My submission for week 4 of Tidy Tuesday, 2025 - an enhanced dumbbell plot. My code for the initial plot, created in R, is detailed below the image.

R Code: 

# load packages:

library(forcats)
library(dplyr)

# load the data:

tuesdata <- tidytuesdayR::tt_load(2025, week = 4)

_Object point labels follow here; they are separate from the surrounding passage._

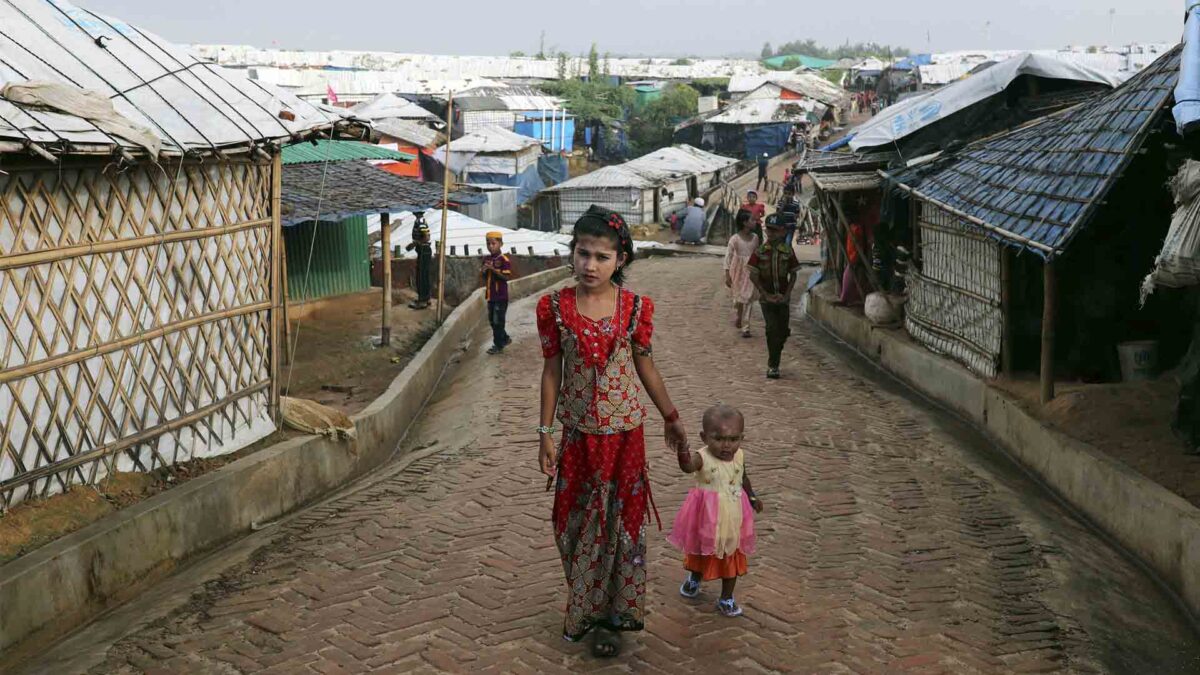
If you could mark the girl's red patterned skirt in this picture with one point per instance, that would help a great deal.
(600, 512)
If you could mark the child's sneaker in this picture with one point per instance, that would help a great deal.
(729, 608)
(690, 587)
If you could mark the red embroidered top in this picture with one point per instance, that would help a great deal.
(600, 392)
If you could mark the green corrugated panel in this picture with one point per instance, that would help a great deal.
(339, 150)
(340, 258)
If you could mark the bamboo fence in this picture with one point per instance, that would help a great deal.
(138, 311)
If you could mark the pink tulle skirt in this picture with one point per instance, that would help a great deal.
(694, 531)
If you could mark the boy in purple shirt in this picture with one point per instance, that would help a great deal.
(497, 270)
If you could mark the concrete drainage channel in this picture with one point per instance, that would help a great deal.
(1158, 527)
(70, 581)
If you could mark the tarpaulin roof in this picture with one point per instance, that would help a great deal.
(916, 113)
(492, 139)
(337, 150)
(1038, 185)
(389, 106)
(186, 103)
(334, 191)
(651, 171)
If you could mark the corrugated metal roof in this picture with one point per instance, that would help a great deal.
(649, 171)
(340, 150)
(187, 105)
(389, 106)
(1038, 185)
(339, 190)
(408, 131)
(492, 139)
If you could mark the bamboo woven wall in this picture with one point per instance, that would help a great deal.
(954, 302)
(136, 323)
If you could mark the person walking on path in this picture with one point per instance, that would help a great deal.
(595, 339)
(694, 222)
(773, 273)
(714, 526)
(497, 270)
(424, 245)
(737, 274)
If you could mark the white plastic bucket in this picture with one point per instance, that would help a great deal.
(1139, 359)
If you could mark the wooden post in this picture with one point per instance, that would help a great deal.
(1048, 316)
(385, 244)
(1006, 311)
(445, 199)
(276, 291)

water_insecurity_2022 <- tuesdata$water_insecurity_2022
water_insecurity_2023 <- tuesdata$water_insecurity_2023

# organise the data:

water_ins_22 <- water_insecurity_2022 %>% 
  separate_wider_delim(name, ", ", names = c("county", "state")) %>% 
  group_by(state) %>% 
  summarise(avg_pct = mean(percent_lacking_plumbing), 
            people_lacking_plumbing = sum(plumbing)) %>% 
  mutate(year = 2022)

water_ins_23 <- water_insecurity_2023 %>%
  separate_wider_delim(name, ", ", names = c("county", "state")) %>% 
  group_by(state) %>% 
  summarise(avg_pct = mean(percent_lacking_plumbing), 
            people_lacking_plumbing = sum(plumbing)) %>% 
  mutate(year = 2023)

water_ins <- bind_rows(water_ins_22, water_ins_23) %>% 
  group_by(state) %>% 
  mutate(pct_diff = avg_pct[year==2022] - avg_pct[year==2023]) %>% 
  drop_na() %>% 
  mutate(gradient = sqrt(avg_pct)) 

segment <- water_ins %>% # used to create the segments on the plot 
  select(state, avg_pct, year) %>% 
  pivot_wider(names_from = year, values_from = avg_pct) %>% 
  rename(avg_pct_22 = "2022", 
         avg_pct_23 = "2023")


# create the plot:

p <- ggplot() + \\
  geom_segment(data = segment,
               aes(x = state, y = avg_pct_22,
                   yend = avg_pct_23, color = avg_pct_23),
               alpha = 0.8, size = 0.6) +
  geom_point(data = water_ins %>% filter(year == 2023),
             aes(y = avg_pct, x = fct_reorder(state, pct_diff),
                 color = gradient,
                 size = people_lacking_plumbing,
                 ), shape = 17, alpha = 0.6) +
  geom_point(data = water_ins %>% filter(year == 2022),
             aes(y = avg_pct, x = fct_reorder(state, pct_diff),
                 color = gradient,
                 size = people_lacking_plumbing),
             alpha = 0.6) +
  scale_color_gradient2(low = "#3f88c5",
                        mid = "#edae49",
                        high = "#d1495b",
                        midpoint = 0.5) +
  scale_y_sqrt() +
  guides(alpha = "none") +
  coord_flip() +
  labs(y = "% of Population Lacking Plumbing Facilities",
       x = NULL,
       size = "Population Lacking \n Plumbing Facilities",
       title = "Water Insecurity in the United States") +
  theme_light() + \\
  theme(legend.position = "bottom")
p

# from here, I edited the plot in Illustrator.